Weerasethakul sigue siendo tan sorprendente, inesperado y misterioso como siempre, e incluso aquí se muestra más tendente al despojamiento y a la esencialidad en el deslizamiento invisible entre distintas subjetividades; también a utilizar la pantalla blanca como altar para la ensoñación deambulante. Su manera de filmar es única, sus planos abiertos, equilibrados y sostenidos se han convertido ya en auténticos monumentos de modernidad donde el tiempo fluye con la calma de lo eterno y la armonía espacial tiene un efecto reparador en la retina. Se podría decir que sus planos son como monolitos con memoria y producen, por acumulación, un evidente efecto físico en el espectador que acaba viviendo la ilusión del tránsito entre tiempos, remontándose a la alborada de la Humanidad (e incluso precediéndola), reconectando con los orígenes. Se entiende, con cada nueva película del tailandés, por qué Erice insistió tanto en premiarlo hace años en Cannes. Incluso, a veces, como ya hacía en Cemetery of splendour (2015), a través de la historia oral, o como aquí, con el trabajo de la columna sonora, acaba convirtiéndose en uno de los pocos cineastas que hoy por hoy es capaz de filmar lo invisible y proyectarlo en nuestro cerebro sin pagar el habitual peaje de pasar primero por el ojo.

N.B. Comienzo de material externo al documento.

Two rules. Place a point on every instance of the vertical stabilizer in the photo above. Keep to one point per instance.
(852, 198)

Se hablará mucho del, confieso que no sé ni cómo describirlo, encuentro en la jungla de Tilda Swinton con el pescador (por llamarlo de alguna manera porque queda claro que es algo más, mucho más) que contiene un larguísimo plano-secuencia donde los sonidos de los animales, el fluir del agua del río o el propio diálogo, e incluso el silencio absoluto, nos transportan, sin necesidad de movernos un milímetro, a otra galaxia, temporal y espacial, también literalmente a otra galaxia del cine. Ésta, o la secuencia del deambular de Swinton por el estudio sonoro hasta derivar en el ensayo de una banda, son el ejemplo más notorio de lo que Apichatpong es capaz de filmar sin esfuerzo visible, sin cálculo, de forma absolutamente orgánica y natural o al menos de haber sabido borrar completamente todos los trazos que delatan un guion y una puesta en escena, que evidentemente existen y de muchos quilates. Hay, sin embargo, otras (cfr. la escena de los cláxones de los coches), las menos, donde a la película se le nota el esfuerzo, no me atrevería a decir la premeditación del misterio, pero sí esa pequeña pizca de disposición milimétrica de las ideas y elementos para que la cinta evidencie claramente que es una película de quien es. El momento Jia Zhang-ke, aunque pueda parecer paradójico, es otro de ellos, probablemente el más clamoroso. La revelación, o la delación, de la arquitectura del filme, en una obra como la de Apichatpong, es tal vez lo que en un segundo visionado privará al espectador avezado de abandonarse completamente a su inmenso goce estético y sensorial que, además, se verá enormemente comprometido, por no decir que se convertirá en otra cosa radicalmente distinta, fuera de una sala de cine.